# Grits



## goodgiver (Jan 11, 2005)

Once again I misjudged the amount of grits I needed for a meal.   Since I have a lot left over, does anyone have any suggestions as to what I can do with left over grits.


----------



## kitchenelf (Jan 11, 2005)

mmmmmm....... You could make grit cakes - take the grits and mix with some cheese, roasted pablano peppers seeded and diced, salt, pepper, and diced spring onions - form into a patty and put in flour, then egg wash then breadcrumbs.  Fry on each side.  You can saute some onions and peppers until browned then toss in some shrimp and cook JUST until done.  Serve with the grit cakes.

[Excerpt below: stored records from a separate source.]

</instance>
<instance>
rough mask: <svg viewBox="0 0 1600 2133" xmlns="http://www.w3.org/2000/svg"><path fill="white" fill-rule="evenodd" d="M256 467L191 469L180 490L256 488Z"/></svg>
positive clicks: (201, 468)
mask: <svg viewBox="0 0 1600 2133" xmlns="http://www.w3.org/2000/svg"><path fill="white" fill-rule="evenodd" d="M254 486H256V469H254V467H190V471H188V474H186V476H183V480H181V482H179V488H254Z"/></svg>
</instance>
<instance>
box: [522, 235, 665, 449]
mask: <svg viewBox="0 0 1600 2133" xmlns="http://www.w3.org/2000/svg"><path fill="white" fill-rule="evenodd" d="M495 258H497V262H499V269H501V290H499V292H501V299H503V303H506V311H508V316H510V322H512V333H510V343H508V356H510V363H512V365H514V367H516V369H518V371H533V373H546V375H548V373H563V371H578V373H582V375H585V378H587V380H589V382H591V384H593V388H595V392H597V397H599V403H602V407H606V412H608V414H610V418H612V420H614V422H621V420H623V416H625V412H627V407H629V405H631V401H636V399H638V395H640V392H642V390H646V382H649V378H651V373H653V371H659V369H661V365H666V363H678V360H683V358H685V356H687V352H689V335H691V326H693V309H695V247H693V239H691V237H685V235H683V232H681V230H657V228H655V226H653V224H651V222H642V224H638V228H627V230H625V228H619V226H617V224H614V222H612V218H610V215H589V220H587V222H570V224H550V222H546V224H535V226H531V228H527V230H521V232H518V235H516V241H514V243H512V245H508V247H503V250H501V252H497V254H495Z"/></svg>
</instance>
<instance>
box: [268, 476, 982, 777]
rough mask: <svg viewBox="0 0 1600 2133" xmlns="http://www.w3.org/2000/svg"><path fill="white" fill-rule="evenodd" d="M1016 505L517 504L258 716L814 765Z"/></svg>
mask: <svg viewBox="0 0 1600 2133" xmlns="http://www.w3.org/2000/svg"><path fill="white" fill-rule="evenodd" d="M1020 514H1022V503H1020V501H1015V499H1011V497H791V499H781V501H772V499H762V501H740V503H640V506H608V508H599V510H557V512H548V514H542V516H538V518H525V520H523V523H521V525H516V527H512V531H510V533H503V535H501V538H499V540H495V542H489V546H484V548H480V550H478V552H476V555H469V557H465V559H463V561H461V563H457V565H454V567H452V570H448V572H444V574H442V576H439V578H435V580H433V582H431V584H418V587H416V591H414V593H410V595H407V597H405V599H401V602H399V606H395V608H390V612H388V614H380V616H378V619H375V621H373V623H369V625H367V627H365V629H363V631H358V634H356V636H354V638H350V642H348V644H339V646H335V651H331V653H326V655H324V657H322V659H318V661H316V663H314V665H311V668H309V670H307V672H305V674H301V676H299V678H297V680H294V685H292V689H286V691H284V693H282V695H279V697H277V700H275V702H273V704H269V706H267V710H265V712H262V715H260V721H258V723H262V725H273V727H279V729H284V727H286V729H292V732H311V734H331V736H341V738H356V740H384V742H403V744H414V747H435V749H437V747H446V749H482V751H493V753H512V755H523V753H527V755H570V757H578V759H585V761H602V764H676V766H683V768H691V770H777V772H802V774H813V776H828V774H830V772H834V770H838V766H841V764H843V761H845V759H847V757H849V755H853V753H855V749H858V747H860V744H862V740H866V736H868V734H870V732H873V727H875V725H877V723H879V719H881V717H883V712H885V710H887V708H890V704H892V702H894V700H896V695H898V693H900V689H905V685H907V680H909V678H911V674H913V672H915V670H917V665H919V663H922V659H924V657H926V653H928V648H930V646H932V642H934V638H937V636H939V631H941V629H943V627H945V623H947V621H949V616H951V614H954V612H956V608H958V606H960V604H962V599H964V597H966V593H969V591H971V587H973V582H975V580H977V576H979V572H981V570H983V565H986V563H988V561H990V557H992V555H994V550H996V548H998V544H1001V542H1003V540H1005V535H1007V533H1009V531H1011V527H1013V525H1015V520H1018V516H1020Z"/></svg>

Or.......... you could just use as a starch side dish and mix with different cheeses, garlic, salt and pepper and heat in microwave (I say microwave because the cheese sticks really bad to a pan on the stove.


----------



## goodgiver (Jan 11, 2005)

*grits oops*

Sorry I put my question in the wrong catagory.  I have finally learned how to use the search. Hopefully I will soon learn where to put things. I am a big fan of
mesen plas (poor speller)


----------



## kitchenelf (Jan 11, 2005)

lol -  no problem - mis en place - when I cooked professionally I was known as Mrs. Mis En Place - I guess it carries over!!! LOL

What was your original recipe?


----------